Transient atrial contractile dysfunction ("atrial stunning") follows conversion of atrial fibrillation (AF) to sinus rhythm and has significant clinical implications; however, the underlying mechanisms are poorly understood. We investigated the hypothesis that rapid atrial activation (as during AF) impairs cellular contractility and affects cellular Ca2+ handling.
Edge detection and indo 1 fluorescence techniques were used to measure unloaded cell shortening and intracellular Ca2+ transients in atrial myocytes from control (Ctl) dogs and dogs subjected to atrial pacing at 400 bpm for 7 (P7) or 42 (P42) days. Atrial tachycardia reduced fractional cell shortening (0.1 Hz) from 7.3+/-0.4% (Ctl) to 4.3+/-0.3% and 2.0+/-0.3% in P7 and P42 dogs, respectively (P<0.01 for each).
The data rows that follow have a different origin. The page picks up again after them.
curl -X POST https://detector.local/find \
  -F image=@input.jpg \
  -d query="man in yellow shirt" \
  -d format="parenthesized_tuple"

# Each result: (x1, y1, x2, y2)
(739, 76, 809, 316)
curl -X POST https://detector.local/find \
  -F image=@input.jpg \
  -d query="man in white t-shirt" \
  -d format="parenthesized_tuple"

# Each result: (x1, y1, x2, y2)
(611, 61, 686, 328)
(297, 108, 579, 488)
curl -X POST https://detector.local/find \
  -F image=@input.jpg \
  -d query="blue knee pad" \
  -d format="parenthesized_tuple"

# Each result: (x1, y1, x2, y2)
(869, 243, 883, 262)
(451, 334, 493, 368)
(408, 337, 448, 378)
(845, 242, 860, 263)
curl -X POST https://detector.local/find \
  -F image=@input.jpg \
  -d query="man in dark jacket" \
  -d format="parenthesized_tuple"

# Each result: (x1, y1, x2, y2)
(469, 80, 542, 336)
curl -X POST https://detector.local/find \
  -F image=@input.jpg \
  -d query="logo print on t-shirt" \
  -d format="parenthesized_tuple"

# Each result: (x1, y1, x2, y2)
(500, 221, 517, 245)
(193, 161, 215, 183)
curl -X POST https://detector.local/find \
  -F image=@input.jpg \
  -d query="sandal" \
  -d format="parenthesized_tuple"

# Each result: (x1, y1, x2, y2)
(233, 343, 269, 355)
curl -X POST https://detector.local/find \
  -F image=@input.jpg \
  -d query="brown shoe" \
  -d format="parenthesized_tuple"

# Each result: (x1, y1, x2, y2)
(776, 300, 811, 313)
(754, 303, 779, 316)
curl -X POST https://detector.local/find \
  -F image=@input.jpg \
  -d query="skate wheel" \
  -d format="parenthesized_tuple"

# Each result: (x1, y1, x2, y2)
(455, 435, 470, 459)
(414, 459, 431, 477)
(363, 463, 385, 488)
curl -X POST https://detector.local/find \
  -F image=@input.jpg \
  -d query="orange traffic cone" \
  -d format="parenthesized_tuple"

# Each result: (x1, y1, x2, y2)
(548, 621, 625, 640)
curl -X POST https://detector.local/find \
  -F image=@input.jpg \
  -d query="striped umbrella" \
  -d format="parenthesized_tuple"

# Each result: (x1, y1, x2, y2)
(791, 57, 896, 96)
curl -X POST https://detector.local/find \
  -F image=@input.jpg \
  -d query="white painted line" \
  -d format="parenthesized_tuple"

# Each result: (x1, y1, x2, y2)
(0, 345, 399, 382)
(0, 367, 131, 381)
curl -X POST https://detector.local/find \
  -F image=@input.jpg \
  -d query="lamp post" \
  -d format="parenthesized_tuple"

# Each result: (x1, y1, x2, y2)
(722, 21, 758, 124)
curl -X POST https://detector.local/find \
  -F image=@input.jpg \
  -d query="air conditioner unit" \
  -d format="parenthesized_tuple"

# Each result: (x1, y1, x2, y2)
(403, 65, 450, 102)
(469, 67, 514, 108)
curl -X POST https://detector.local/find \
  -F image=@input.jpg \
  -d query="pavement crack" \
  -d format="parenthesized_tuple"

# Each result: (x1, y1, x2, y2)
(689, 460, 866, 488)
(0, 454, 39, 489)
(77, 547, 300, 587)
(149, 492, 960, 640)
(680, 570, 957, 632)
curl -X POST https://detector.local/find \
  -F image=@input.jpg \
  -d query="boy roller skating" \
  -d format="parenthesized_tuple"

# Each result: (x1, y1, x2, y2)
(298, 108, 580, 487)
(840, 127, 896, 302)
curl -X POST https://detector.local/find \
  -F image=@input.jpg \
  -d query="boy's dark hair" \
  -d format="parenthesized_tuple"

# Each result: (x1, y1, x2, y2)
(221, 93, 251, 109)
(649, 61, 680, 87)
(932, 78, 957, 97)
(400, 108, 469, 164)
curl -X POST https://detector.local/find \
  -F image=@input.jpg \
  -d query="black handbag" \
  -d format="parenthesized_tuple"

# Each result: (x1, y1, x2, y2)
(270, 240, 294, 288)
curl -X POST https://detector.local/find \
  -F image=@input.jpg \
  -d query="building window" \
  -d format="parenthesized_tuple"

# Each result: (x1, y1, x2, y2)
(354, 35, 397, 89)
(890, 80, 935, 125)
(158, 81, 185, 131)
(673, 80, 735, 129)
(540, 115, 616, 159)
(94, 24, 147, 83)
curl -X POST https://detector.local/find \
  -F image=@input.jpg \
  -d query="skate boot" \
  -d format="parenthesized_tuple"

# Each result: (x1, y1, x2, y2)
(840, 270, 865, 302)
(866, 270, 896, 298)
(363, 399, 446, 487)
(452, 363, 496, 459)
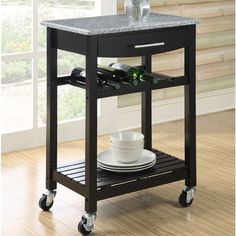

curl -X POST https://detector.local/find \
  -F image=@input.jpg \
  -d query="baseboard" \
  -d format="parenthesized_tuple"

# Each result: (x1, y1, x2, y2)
(2, 88, 234, 153)
(117, 88, 235, 131)
(1, 119, 85, 154)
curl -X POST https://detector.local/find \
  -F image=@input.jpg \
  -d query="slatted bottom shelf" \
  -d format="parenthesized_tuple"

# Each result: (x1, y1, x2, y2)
(53, 149, 187, 200)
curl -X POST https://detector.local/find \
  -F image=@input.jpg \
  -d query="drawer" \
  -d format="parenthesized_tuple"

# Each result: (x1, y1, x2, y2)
(97, 26, 189, 57)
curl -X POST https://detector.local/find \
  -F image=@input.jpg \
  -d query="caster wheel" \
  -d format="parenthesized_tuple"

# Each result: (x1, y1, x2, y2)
(178, 191, 193, 207)
(38, 194, 54, 211)
(78, 218, 92, 235)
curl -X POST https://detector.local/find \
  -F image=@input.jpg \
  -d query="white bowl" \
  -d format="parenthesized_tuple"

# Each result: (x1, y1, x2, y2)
(111, 146, 143, 163)
(111, 131, 144, 147)
(111, 143, 144, 150)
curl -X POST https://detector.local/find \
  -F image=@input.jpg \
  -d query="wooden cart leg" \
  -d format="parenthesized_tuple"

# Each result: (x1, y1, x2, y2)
(141, 55, 152, 150)
(178, 25, 197, 208)
(38, 28, 57, 212)
(78, 35, 98, 236)
(46, 28, 58, 191)
(184, 25, 196, 188)
(85, 36, 98, 214)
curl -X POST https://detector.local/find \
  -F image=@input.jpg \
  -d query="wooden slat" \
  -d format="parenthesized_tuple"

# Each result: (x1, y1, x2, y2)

Resting [Ca2+]i was not altered in paced dogs, but the systolic Ca2+ transient was significantly reduced. Furthermore, cells from paced dogs showed slowed relaxation and use-dependent decreases of Ca2+ transients and cell shortening compared with cells from Ctl dogs. To determine whether changes in Ca2+ transients account fully for alterations in contractility, we varied [Ca2+]o to evaluate the relation between Ca2+ transients and cell shortening. Reductions in Ca2+ transients in Ctl cells reduced shortening to the level of paced cells; however, when Ca2+ transients in P42 cells were elevated to the range of Ctl cells, a significant reduction in cell shortening remained. Similar results were obtained in dogs that maintained 1:1 capture throughout the monitoring period and dogs that developed sustained AF over the course of the study.
Sustained atrial tachycardia causes important reductions in cellular contractility, in part by impairing cellular Ca2+ handling and decreasing systolic Ca2+ transients. These results provide direct evidence for the concept that AF induces atrial contractile dysfunction by causing a tachycardia-induced atrial cardiomyopathy.
短暂性心房收缩功能障碍(“心房顿抑”)发生于心房颤动(AF)转复为窦性心律之后,具有重要的临床意义;然而,其潜在机制尚不清楚。我们研究了快速心房激动(如在AF期间)损害细胞收缩力并影响细胞钙(Ca2+)处理的假说。
采用边缘检测和indo 1荧光技术,测量对照(Ctl)犬以及以400次/分钟的频率进行心房起搏7天(P7)或42天(P42)的犬心房肌细胞的无负荷细胞缩短和细胞内Ca2+瞬变。心房心动过速使P7和P42犬的细胞缩短分数(0.1 Hz)分别从7.3±0.4%(Ctl)降至4.3±0.3%和2.0±0.3%(每组P<0.01)。起搏犬的静息细胞内钙浓度([Ca2+]i)未改变,但收缩期Ca2+瞬变显著降低。此外,与Ctl犬的细胞相比,起搏犬的细胞舒张减慢,Ca2+瞬变和细胞缩短呈使用依赖性降低。为了确定Ca2+瞬变的变化是否完全解释了收缩力的改变,我们改变细胞外钙浓度([Ca2+]o)来评估Ca2+瞬变与细胞缩短之间的关系。Ctl细胞中Ca2+瞬变的降低使缩短程度降至起搏细胞的水平;然而,当P42细胞中的Ca2+瞬变升高到Ctl细胞的范围时,细胞缩短仍显著降低。在整个监测期维持1:1夺获的犬以及在研究过程中发生持续性AF的犬中也获得了类似结果。
持续性心房心动过速导致细胞收缩力显著降低,部分原因是损害细胞Ca2+处理并降低收缩期Ca2+瞬变。这些结果为AF通过引起心动过速性心房心肌病导致心房收缩功能障碍这一概念提供了直接证据。